I searched through quite a bit of literature to round out my understanding of vcf file format. As it stands, I am planning to use entry 3/4 and 4/4 of the DP4 field to count the occurrences of each alt allele at each record. However, this method will not work for records with multiple alt alleles. In searching the literature, I was unable to identify a good solution for handling these records with multiple alleles for purposes of getting counts of each mutation they represent. Can anyone offer advice on how I might get the read depth of each alt allele in a record with multiple alleles? Further, do I have enough information in my current vcf file to accomplish this, or do I need to change the parameters of my samtools mpileup / bcftools call command to accomplish my task?
Here are two records from my vcf file (one with a single alt allele and one with multiple)

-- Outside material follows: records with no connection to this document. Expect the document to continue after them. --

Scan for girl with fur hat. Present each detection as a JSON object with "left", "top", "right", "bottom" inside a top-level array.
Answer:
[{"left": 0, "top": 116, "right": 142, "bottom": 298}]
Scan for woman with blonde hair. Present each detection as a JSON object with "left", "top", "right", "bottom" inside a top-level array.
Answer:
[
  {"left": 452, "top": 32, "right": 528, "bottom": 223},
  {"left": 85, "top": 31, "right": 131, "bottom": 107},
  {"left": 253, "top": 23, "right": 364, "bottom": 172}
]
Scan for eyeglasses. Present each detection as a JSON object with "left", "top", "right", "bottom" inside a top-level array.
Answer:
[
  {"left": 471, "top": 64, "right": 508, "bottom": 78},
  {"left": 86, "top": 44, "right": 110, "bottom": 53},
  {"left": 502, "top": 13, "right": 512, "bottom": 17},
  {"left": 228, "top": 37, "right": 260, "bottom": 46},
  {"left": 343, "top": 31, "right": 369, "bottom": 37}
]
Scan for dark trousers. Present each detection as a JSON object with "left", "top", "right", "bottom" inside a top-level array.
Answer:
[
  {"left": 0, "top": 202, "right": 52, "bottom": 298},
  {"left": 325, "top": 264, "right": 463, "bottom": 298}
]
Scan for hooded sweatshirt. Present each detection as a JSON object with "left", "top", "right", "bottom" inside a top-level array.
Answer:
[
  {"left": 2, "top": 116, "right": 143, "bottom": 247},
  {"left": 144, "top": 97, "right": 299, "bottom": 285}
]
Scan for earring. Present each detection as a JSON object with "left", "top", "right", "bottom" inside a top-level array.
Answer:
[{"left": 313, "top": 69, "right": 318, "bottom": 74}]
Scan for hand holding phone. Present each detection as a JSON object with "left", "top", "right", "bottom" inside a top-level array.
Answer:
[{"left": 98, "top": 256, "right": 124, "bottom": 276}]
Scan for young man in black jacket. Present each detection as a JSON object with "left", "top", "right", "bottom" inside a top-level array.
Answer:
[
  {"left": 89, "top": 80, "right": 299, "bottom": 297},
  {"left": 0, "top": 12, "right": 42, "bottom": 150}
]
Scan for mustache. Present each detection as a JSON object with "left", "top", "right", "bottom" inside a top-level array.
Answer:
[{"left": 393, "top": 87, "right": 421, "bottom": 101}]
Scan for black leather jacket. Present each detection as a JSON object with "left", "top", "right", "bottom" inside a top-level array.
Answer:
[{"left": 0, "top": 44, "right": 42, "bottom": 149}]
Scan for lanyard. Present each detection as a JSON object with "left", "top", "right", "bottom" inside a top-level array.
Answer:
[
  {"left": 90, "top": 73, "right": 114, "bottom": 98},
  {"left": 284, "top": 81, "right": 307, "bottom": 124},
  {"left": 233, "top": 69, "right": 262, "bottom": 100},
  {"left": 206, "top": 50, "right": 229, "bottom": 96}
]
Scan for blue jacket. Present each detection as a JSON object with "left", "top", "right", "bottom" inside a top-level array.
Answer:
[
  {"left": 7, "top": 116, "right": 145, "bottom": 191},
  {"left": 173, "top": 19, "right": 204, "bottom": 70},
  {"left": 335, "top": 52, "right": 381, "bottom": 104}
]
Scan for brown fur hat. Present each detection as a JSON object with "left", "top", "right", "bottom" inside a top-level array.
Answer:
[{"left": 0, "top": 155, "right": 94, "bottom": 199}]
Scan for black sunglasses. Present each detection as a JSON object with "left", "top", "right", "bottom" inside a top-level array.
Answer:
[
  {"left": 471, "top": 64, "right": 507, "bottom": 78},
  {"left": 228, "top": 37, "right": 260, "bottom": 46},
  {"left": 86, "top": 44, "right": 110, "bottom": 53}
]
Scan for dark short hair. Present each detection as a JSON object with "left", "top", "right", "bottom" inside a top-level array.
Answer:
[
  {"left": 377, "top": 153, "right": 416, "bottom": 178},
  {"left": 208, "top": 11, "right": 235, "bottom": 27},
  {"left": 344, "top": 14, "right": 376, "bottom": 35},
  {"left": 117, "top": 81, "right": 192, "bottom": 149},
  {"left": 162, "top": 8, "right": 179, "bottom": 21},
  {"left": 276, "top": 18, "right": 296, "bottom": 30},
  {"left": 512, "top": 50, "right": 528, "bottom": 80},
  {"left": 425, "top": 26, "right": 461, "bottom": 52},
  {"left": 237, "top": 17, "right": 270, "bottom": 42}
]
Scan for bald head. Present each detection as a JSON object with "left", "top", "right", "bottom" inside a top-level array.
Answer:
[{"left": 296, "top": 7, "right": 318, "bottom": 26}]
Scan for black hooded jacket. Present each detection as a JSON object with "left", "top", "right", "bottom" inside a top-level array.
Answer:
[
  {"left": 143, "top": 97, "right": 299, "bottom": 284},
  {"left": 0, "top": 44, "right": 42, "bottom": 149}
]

chr10 42383504 . T C 34.4609 PASS DP=46;VDB=3.08786e-09;SGB=-0.69168;RPB=0.0791967;MQB=0.200607;MQSB=0.566714;BQB=1;MQ0F=0.0217391;ICB=1;HOB=0.5;AC=1;AN=2;DP4=16,10,11,8;MQ=16GT:PL:DP:DP4 0/1:68,0,129:45:16,10,11,8 chr10 42383520 rs28776333 A C,G 93.0 aD DP=58;VDB=5.03395e-11;SGB=-0.693146;RPB=0.33629;MQB=0.996986;MQSB=0.657561;BQB=0.856374;MQ0F=0.0172414;AC=1,1;AN=2;DP4=3,5,29,14;MQ=17;ASP;OTHERKG;RSPOS=42383520;SAO=0;SSR=0;VC=SNV;VP=050000000005000002000100;WGT=1;dbSNPBuildID=125 GT:PL:DP:DP4 1/2:154,63,92,75,0,101:51:3,5,29,14
All advice is appreciated. Thank you in advance!
EDIT: My script also uses SnpSift to annotate info from dbSNP, cosmic and 1000 genomes.